While data science may be a relatively new academic discipline, Mar Hicks believes that learning about lessons from the past can be a critical part of this emerging field’s future. An author and historian, Hicks spoke recently about coming to the University of Virginia’s School of Data Science, the importance of history to understanding rapid technological developments, and more.
Q. When did you first learn about UVA’s School of Data Science, and what about it made you decide this was the right fit for you?
I found out about the School of Data Science through folks at UVA talking about it and talking to me about it. And honestly, it was those folks reaching out to me and telling me about what the new School of Data Science hoped to do that convinced me that it would be a really interesting place to pursue my work in an interdisciplinary school.
Q. Your book “Programmed Inequality” looks at how the British fell behind in computing after pushing women computer workers to the side. Talk about some of the lessons tech leaders and other countries could glean from this story.

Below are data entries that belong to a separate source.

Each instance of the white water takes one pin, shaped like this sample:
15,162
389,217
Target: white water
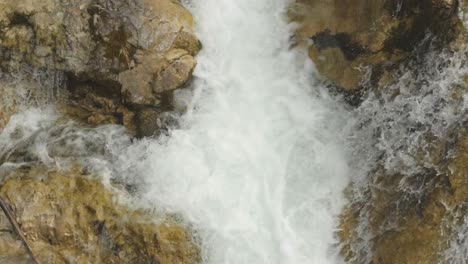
257,166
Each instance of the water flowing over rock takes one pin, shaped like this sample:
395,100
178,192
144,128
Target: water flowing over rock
98,62
69,217
403,66
115,57
353,41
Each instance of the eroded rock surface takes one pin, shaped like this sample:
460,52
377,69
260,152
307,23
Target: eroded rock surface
402,65
69,217
350,40
124,56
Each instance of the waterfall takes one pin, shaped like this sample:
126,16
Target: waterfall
257,164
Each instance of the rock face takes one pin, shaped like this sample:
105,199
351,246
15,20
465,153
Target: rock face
402,65
68,217
115,57
350,40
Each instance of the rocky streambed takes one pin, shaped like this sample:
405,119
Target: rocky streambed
83,79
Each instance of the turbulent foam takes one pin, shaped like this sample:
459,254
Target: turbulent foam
257,165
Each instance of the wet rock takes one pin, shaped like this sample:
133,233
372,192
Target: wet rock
350,40
69,217
410,227
132,52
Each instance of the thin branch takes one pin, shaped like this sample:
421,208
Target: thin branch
17,229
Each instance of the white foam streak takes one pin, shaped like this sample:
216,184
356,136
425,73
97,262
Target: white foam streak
257,166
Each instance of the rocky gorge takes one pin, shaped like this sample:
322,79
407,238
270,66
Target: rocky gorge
402,65
84,81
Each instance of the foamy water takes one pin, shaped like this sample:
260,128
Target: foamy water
257,165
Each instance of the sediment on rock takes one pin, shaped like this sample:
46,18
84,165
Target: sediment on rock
116,58
70,217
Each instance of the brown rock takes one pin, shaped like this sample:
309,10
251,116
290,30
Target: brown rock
131,52
345,37
71,218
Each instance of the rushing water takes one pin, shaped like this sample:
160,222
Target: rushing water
257,165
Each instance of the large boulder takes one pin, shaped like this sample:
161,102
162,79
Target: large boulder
352,42
131,52
69,217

One important lesson is that personpower is a key element in all technological systems, and it’s often overlooked or misunderstood to the detriment of whole countries and societies. And we see that every time new automating technologies come onto the scene. We’re seeing some of that in the turmoil surrounding general AI and large language models – for instance, automatic text generators that are being marketed as a panacea for writing and for programming as they’re simultaneously shown to be inaccurate and biased, stealing people’s copyrighted work, and to be quite energy and water hungry to the point where even casual use may be significantly environmentally destructive.

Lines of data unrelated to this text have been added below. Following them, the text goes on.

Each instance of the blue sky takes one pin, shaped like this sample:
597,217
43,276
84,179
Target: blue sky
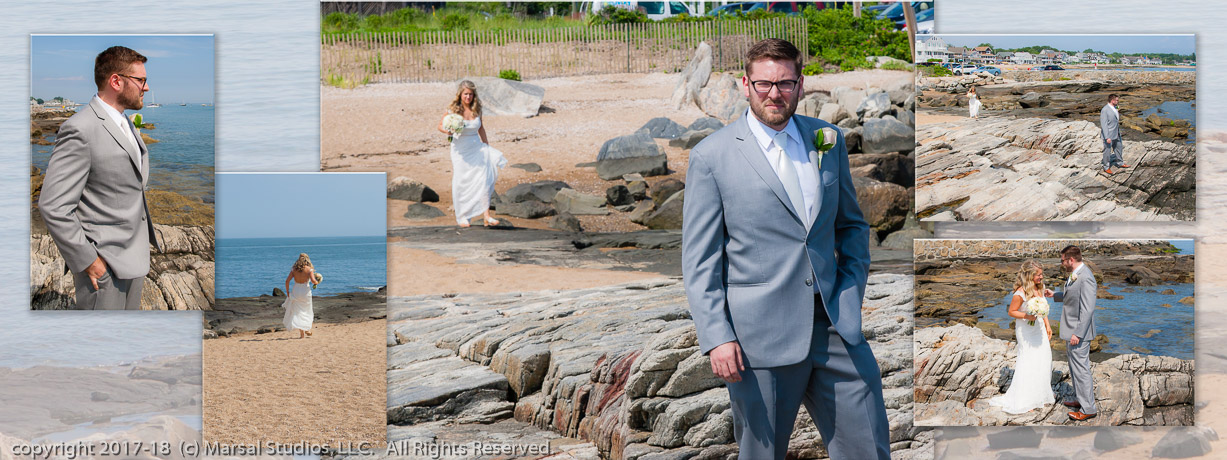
1125,44
300,205
179,68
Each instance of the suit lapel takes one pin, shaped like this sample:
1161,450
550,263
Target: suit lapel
757,160
119,136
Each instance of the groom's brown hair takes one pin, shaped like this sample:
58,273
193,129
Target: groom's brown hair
1073,252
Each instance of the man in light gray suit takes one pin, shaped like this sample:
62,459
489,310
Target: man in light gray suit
1109,128
93,194
776,259
1077,326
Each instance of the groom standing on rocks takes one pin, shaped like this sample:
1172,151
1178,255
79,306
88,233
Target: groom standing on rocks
776,260
1077,326
1109,126
93,195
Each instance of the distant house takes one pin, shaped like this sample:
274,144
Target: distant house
933,48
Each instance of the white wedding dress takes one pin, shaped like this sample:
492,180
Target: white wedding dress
300,313
1031,387
474,172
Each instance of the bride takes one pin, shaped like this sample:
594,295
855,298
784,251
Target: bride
1031,387
300,313
474,162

And yet, there are CEOs who are going all in on the idea that these technologies can be the answer and replace workers. And that’s an idea that isn’t actually about efficiency; it’s about maintaining a certain kind of power, the power of certain people over everyone else and everything else. So, one transferable lesson from the history I’ve written is that when people put too much faith in technology, it doesn’t end well for pretty much anyone involved, other than maybe the few people at the top who stand to make a fast fortune from marketing an untested technology as a catch-all solution and as a replacement for workers.

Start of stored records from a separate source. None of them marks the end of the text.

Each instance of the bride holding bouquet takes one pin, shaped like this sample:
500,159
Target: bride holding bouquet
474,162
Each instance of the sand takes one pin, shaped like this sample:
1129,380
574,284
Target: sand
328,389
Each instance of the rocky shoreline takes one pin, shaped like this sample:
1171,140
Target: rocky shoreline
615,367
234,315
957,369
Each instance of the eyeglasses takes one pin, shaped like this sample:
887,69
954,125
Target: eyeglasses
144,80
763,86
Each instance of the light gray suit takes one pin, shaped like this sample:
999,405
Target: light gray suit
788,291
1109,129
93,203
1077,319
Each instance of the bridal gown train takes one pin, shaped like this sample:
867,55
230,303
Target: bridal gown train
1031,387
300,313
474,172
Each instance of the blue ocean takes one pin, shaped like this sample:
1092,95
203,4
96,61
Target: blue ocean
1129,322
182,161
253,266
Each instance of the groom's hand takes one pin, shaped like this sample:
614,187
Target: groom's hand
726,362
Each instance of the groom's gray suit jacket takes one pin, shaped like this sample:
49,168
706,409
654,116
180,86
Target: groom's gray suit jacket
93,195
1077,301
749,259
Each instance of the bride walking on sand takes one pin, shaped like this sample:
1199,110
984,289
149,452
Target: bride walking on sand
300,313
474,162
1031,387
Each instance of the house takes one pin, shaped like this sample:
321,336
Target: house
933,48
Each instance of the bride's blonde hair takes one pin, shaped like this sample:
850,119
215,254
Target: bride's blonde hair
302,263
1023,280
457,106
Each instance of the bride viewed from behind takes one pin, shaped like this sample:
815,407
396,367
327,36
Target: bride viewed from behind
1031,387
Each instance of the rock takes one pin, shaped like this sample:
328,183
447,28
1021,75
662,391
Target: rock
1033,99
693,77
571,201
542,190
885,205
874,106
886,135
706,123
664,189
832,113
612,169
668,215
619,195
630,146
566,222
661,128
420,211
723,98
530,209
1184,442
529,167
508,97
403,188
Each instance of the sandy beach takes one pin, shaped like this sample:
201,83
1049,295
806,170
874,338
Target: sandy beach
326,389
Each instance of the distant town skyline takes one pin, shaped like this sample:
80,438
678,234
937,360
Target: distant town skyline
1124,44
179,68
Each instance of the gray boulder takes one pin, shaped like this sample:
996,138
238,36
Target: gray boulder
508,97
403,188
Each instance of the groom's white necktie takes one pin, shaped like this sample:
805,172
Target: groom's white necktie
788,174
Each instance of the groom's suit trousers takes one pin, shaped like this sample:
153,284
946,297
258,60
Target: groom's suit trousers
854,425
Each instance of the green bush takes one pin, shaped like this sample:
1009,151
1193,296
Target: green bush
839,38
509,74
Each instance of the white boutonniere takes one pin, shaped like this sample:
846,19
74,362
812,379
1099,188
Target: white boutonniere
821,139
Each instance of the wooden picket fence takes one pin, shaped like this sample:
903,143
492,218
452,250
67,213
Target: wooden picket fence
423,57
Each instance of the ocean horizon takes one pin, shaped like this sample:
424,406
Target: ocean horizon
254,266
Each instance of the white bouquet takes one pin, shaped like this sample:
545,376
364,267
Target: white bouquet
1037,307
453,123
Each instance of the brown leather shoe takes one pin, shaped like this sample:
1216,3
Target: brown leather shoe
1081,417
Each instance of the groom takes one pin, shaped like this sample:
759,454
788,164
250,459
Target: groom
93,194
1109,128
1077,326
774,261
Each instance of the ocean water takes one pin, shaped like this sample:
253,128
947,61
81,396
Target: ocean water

Q. You’re a historian of technology, gender, and computing – discuss how data science informs your work and research.
This question does sort of imply that my work is outside of data science, that real data science is only statistical or quantitative or having to do with machine learning. And I think that’s because we understood it that way for a long time. I hope that my work isn’t something that’s seen as an add-on or outside real data science and, therefore, only able to be influenced by data science. I hope that my work is seen as a fundamental part of building this academic discipline because this discipline is very quickly being positioned to try to do many and varied things, to try to take on problems and research questions that come from across the whole of academia and society. And I think any discipline that wishes to be that expansive has got to include within it researchers who focus on historical and social context.
Q. With the rapid emergence of AI and amid a constantly changing technological landscape, why do you think understanding history is so important to engaging in current debates?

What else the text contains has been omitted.